PostgreSQL – Designing Database Structure for Companies and Stock Owners

database-designforeign keypostgresqlprimary-key

I'm working on a personal project where I want to make a database that holds the information for every owner of every public company. Say for example "Sears INC" and the program would get the information for every owner in "Sears INC". That is the idea. But I am having a really hard time trying to structure this database. I only have limited experience and knowledge about this subject so any guidance would be greatly appreciated.

Now I was first thinking about making a table called companies, and give them all unique ID's and make a table for every company. Then inside those tables would be all the owners with their unique ID. That would link to their information. I have tried to visualize this here:

here

Now I know that creating a table for every company would be tedious but I cant think of any other way of doing this. As you all know each company might have the same owner and therefore it would make sense of using Owner_ID to identify each owner.

I have all the other data in a CVS file that I could easily import in PostgreSQL after I have structured the database.

Any help would be greatly appreciated.

TL:DR; Creating a database of stock owners that will be searchable by company name, and need help to structure the database for maximum efficacy.

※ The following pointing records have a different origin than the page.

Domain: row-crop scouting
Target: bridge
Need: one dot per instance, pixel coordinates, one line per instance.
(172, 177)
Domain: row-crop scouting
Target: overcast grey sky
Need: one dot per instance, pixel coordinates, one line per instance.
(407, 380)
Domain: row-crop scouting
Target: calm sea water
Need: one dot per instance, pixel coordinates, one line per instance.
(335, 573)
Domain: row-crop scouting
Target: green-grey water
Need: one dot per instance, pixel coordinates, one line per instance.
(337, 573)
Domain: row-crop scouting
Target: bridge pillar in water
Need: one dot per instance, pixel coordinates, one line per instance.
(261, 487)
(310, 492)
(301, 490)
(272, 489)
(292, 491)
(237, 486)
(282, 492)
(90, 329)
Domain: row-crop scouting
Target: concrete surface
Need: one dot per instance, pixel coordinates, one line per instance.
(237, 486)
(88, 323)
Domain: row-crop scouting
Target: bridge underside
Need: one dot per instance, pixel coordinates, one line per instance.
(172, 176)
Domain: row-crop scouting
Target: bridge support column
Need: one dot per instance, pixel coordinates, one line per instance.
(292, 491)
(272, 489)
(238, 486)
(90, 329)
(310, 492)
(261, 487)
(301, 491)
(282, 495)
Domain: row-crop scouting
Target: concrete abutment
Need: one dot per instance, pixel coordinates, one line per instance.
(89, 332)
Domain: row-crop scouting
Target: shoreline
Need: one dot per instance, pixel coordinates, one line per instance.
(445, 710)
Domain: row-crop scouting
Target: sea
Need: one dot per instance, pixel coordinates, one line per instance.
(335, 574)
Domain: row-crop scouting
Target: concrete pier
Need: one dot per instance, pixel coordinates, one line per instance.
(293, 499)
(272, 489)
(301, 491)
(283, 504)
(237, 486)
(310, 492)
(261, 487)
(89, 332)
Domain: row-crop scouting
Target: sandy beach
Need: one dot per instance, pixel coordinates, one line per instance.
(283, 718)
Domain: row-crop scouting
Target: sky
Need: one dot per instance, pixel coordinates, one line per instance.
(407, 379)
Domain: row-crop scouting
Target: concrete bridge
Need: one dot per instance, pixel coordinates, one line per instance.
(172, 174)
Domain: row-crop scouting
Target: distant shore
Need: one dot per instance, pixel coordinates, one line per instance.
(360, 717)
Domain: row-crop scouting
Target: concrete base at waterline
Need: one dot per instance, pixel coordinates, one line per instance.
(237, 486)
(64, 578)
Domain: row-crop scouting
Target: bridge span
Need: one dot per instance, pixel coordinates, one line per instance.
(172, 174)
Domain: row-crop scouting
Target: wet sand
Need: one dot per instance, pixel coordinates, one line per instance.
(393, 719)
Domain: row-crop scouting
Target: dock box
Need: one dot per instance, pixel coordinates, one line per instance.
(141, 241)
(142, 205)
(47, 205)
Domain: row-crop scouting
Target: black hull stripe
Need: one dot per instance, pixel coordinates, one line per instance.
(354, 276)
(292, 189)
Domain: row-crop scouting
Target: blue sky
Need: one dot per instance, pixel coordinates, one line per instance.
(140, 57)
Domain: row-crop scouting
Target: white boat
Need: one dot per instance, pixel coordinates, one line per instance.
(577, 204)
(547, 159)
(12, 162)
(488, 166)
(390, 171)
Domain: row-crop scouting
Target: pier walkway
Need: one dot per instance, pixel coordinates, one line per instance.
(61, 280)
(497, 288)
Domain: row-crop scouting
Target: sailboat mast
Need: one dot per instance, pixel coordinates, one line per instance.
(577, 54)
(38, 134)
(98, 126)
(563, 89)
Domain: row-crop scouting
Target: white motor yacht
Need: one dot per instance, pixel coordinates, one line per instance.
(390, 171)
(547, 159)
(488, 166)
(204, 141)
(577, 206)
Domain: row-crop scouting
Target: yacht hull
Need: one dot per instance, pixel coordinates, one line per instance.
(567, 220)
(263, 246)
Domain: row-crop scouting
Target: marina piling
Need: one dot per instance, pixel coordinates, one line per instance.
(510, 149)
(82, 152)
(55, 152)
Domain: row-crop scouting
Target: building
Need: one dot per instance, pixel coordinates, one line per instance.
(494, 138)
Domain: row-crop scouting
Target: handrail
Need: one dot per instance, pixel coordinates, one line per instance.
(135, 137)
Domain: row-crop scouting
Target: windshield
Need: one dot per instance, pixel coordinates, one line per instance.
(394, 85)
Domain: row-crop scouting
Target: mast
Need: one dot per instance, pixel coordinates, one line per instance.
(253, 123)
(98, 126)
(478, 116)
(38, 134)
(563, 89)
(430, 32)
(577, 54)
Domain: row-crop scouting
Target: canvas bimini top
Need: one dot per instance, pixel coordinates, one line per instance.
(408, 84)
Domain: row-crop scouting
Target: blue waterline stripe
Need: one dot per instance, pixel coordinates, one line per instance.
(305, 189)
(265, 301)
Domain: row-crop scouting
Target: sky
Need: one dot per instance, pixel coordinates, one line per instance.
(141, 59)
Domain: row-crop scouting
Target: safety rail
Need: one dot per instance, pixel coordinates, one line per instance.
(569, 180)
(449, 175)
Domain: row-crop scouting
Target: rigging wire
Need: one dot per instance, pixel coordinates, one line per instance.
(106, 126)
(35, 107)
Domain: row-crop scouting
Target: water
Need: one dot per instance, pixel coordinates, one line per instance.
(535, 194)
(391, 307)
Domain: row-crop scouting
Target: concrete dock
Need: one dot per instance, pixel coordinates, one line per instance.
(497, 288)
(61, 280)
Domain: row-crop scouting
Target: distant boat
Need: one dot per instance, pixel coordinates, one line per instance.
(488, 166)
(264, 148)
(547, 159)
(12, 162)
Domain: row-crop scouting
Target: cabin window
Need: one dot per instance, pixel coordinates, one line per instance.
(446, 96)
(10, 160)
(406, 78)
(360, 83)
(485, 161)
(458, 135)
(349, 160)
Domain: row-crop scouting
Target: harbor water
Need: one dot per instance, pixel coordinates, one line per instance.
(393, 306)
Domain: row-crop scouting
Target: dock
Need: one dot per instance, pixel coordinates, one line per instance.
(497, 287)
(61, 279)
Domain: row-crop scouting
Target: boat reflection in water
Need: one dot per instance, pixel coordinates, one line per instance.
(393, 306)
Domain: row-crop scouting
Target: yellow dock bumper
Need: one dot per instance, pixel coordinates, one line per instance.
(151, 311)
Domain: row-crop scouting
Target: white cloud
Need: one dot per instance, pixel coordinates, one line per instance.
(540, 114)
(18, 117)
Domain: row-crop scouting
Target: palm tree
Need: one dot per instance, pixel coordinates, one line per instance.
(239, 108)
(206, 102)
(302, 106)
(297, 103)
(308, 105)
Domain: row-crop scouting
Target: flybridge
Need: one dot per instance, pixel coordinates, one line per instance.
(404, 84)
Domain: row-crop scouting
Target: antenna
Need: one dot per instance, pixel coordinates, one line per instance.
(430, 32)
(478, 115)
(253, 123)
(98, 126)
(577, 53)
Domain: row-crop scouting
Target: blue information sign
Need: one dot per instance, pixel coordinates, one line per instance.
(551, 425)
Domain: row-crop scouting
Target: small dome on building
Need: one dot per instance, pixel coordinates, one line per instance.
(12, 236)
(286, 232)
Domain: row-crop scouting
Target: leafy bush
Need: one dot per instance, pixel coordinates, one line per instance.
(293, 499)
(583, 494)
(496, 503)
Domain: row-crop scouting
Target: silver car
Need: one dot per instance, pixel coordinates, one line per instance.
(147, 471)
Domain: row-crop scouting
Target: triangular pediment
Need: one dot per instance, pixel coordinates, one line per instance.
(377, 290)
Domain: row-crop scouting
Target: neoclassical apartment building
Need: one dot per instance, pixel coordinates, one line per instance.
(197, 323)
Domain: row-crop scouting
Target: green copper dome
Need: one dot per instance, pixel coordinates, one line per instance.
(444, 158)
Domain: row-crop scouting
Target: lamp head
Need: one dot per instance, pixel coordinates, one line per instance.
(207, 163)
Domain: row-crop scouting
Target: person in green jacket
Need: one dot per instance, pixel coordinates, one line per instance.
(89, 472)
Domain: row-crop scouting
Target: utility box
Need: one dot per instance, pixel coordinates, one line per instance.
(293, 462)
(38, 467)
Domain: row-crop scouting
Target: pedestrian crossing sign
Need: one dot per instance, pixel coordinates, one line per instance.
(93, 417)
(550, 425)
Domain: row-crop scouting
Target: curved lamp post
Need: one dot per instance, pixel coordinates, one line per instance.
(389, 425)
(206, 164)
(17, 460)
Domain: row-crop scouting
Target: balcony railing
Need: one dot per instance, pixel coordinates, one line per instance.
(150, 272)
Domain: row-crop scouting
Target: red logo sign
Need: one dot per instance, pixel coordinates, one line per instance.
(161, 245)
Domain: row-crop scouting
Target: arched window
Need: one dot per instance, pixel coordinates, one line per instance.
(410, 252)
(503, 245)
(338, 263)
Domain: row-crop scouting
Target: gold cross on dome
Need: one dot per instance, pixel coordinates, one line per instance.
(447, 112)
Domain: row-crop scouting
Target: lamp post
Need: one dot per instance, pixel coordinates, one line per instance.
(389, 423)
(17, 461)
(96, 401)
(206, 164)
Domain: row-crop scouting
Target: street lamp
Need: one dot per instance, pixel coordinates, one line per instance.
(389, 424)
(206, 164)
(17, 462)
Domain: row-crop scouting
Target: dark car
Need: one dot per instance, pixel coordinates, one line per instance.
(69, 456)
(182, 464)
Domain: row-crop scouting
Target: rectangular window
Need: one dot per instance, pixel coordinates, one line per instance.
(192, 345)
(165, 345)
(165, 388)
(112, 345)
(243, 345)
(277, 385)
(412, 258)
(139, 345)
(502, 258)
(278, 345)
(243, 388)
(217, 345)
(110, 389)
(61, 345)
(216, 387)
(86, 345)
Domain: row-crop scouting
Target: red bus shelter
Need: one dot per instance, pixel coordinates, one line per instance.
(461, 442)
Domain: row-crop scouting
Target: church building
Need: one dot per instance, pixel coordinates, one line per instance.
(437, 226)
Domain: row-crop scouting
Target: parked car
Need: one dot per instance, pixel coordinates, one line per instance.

A person can only have one phone and one address. Same goes for the company, because I have made a script that finds the phone based on this information. The way I differentiate between knowing if a entity is a company or person is by using a column called F_Org which will be larger than 4 digits for companies. This is all handled by the script.

Best Answer

One of the topics that I commonly touch in my database design answers is that before (a) thinking about the technical aspects of a relational database —e.g., the declaration of tables, columns, etc.— it is highly recommendable to first (b) define all the characteristics of the business context of interest with precision. This implies identifying the entity types, their properties and every significant association that exists among them.

The group of definitions about said elements is commonly referred to as as business rules, which make up the applicable conceptual model.

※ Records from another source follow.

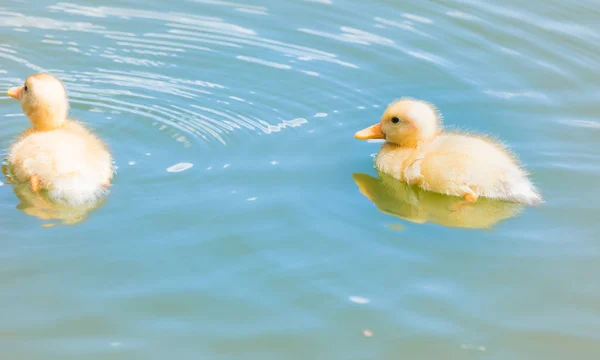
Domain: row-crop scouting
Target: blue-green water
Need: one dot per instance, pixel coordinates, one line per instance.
(267, 248)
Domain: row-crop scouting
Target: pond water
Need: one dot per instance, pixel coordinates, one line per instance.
(245, 221)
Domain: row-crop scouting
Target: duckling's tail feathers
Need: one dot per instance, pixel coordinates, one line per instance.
(76, 191)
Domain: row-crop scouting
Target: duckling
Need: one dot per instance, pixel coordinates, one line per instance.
(419, 152)
(55, 154)
(416, 205)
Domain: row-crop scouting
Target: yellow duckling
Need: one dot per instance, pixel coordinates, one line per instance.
(418, 152)
(56, 154)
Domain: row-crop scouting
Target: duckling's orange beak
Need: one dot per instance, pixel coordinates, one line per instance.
(372, 132)
(15, 92)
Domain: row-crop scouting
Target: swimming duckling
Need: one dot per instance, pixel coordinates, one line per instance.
(418, 152)
(56, 154)
(416, 205)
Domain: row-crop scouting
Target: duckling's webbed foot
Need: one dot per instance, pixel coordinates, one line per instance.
(34, 181)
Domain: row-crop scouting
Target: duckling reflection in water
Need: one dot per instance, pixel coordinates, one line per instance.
(409, 202)
(40, 205)
(419, 152)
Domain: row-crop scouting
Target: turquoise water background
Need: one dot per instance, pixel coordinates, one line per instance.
(280, 242)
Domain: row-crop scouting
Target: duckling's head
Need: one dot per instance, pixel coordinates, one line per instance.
(44, 100)
(406, 122)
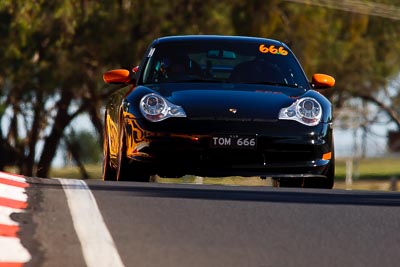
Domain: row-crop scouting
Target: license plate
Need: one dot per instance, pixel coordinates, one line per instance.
(234, 141)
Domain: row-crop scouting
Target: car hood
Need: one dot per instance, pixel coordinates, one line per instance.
(230, 101)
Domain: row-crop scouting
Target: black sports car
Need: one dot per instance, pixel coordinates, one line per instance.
(219, 106)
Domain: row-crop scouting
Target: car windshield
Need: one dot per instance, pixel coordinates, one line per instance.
(222, 62)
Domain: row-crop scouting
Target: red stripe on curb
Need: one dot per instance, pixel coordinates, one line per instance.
(9, 230)
(11, 264)
(11, 203)
(13, 183)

Also, I esteem that there are other important subjects about (1) data management and (2) relational design and manipulation that (3) may help to clarify some aspects you brought up in the question and via comments as well. I will integrate all these points as the answer goes progressing.

Conceptual level

Let us start reevaluating the relevant conceptual level of abstraction. In this regard, it is important to formulate a series of statements that describe the busines environment. So, in your specific case, keeping the business rules deliberately as simple as possible:

  • A Company is primarily identified by its Id
  • A Company is alternately identified by its Name
  • A Company is established on its FoundingDate
  • A Person is primarily identified by his or her Id
  • A Person is alternately identified by the combination of his or her FirstName, LastName, GenderCode, BirthDate and BirthPlace
  • A Person keeps exactly-one Address
  • A Person uses exactly-one PhoneNumber
  • A Company is owned by one-to-many People
  • A Person owns zero-one-or-many Companies

Illustrative IDEF1X model

Then based on the business rules formulated above, one can create a deliberately and relatively simple IDEF1Xa model like the one shown in Figure 1, in order to have a graphical device that consolidates most of the significant features in a single resource:

Figure 1 - Companies and Stock Owners Simplified IDEF1X Model

a Integration Definition for Information Modeling (IDEF1X) is a highly recommendable data modeling technique that was established as a standard in december 1993 by the United States National Institute of Standards and Technology (NIST). It is solidly based on (a) some of the early theoretical works authored by the originator of the relational model, i.e., Dr. E. F. Codd; on (b) the Entity-Relationship view, developed by Dr. P. P. Chen; and also on (c) the Logical Database Design Technique, created by Robert G. Brown.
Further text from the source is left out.